The physiological template of our genome, called chromatin, is composed of DNA wrapped around histone proteins. In the process of development the genome is interpreted in a way that is dynamic, and yet, often heritable, to produce different specialized tissues and organs. A substantial portion of information that is required for proper interpretation of the genome is transmitted in a form of histone modifications. Specific combinations of chemical modifications of histones form a basis of epigenetic marking system, which helps to organize the genome into functional domains, some of which are active, while others are silenced. These marking patterns can be harnessed to discover genomic regulatory elements involved in human development and disease. Indeed, less than 2% of the human genome encodes protein-coding genes. But many trait-specific and disease specific mutations seem to map away from such coding sequences. This paradox is partially resolved by observation that some of the noncoding sequences are involved in regulation of when and where in the developing organism genes are to be turned on and off. One class of such regulatory sequences is called enhancers, since they have a property to greatly enhance gene expression.

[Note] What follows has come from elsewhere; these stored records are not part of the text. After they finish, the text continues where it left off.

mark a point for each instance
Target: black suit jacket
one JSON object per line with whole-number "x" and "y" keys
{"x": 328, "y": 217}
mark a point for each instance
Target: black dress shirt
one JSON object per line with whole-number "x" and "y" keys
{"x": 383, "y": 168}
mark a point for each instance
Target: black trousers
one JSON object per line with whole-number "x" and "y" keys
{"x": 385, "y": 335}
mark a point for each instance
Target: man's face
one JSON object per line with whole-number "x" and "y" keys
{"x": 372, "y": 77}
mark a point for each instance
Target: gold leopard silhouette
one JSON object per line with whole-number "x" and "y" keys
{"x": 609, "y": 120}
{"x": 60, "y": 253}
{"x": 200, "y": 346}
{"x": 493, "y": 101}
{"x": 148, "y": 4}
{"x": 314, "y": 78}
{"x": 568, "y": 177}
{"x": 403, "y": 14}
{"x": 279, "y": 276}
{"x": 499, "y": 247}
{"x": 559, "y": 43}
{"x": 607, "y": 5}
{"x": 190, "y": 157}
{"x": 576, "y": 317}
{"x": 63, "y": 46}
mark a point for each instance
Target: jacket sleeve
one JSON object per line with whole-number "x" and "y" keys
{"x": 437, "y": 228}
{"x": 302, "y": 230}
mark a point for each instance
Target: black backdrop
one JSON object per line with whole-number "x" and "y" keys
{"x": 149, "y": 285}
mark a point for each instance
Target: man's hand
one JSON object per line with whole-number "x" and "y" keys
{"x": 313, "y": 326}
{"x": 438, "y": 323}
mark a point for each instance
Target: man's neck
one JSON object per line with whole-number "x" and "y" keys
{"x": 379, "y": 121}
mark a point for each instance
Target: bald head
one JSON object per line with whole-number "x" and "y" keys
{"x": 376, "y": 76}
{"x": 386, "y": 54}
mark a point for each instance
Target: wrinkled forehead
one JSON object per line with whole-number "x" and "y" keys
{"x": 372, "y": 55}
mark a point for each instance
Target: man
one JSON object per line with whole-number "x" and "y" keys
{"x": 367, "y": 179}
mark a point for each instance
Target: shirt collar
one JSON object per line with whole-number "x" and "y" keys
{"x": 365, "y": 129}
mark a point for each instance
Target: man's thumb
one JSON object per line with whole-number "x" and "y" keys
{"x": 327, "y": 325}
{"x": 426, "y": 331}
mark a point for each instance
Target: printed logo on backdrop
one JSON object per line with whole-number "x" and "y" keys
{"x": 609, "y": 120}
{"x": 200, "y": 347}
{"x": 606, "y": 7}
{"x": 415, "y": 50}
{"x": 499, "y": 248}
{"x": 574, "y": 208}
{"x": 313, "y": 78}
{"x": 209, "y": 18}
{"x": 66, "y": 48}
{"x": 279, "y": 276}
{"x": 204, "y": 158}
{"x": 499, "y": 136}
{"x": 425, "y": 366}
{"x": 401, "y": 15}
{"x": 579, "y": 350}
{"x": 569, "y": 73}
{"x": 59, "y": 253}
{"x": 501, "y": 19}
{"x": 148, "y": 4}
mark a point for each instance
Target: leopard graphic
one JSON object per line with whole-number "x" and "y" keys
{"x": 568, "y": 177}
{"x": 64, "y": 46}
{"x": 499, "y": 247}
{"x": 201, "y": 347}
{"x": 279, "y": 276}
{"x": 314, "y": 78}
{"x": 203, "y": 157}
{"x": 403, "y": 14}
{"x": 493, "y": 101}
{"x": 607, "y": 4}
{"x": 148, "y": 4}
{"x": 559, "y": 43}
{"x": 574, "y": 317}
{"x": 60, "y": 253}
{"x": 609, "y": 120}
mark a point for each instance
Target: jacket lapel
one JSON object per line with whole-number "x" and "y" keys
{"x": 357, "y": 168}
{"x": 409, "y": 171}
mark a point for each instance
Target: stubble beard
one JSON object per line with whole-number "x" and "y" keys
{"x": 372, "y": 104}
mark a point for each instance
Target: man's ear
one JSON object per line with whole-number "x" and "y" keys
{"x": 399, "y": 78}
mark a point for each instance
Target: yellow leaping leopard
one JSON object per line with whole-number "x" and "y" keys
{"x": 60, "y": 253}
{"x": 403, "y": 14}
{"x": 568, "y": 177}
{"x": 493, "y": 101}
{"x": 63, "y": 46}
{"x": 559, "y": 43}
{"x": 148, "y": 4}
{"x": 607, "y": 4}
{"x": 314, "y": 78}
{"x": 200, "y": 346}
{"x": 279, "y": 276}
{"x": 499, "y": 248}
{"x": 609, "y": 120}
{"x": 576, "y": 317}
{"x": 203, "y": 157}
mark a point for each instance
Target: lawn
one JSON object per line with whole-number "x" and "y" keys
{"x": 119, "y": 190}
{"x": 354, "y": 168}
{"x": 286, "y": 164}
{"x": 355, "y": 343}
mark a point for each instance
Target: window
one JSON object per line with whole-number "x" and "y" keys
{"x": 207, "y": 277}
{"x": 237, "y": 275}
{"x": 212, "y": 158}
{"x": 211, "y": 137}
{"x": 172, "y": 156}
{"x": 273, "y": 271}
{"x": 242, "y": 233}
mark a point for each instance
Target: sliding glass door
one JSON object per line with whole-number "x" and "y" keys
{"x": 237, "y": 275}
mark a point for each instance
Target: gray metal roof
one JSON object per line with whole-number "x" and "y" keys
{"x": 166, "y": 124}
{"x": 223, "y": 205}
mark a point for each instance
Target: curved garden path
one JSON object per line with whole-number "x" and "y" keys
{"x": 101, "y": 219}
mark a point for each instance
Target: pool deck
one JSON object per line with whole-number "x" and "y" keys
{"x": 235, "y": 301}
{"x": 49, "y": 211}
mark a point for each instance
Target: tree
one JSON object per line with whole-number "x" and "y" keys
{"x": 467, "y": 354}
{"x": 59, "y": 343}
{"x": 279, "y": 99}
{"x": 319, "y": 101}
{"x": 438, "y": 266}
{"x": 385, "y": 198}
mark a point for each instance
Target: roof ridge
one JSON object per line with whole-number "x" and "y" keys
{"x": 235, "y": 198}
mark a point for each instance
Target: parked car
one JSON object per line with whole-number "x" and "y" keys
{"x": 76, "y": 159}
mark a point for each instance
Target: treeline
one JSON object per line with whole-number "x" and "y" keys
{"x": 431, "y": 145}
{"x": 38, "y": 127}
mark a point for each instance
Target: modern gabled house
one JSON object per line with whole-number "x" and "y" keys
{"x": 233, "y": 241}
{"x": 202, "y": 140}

In the last reporting period we showed that in human embryonic stem cells two different epigenetic signatures are associated with, and specifically distinguish, two classes of enhancer elements. One signature marks enhancers that are actively turned on in embryonic stem cells, and another marks class of enhancers that we dubbed “poised enhancers”, which are not active, but are kept in a state of anticipation that allows them to become rapidly activated when stem cells undergo a decision to differentiate. Discovery of poised enhancer signature in embryonic stem cells identified a set of over 2,000 putative early developmental enhancers in a single study, thereby creating an invaluable resource for generation of reporters for lineage tracking and isolation of transient cell populations representing early steps of human development.
In addition, with CIRM funding we also identified a new member of mouse embryonic stem cell transcriptional network, which protects stem cells from entering extraembryonic fates, and does so by functioning as a sequence-specific and context-dependent transcriptional regulator. During normal development, expression of this protein is restricted to pluripotent cells of the embryo, but interestingly it is also associated with human cancers.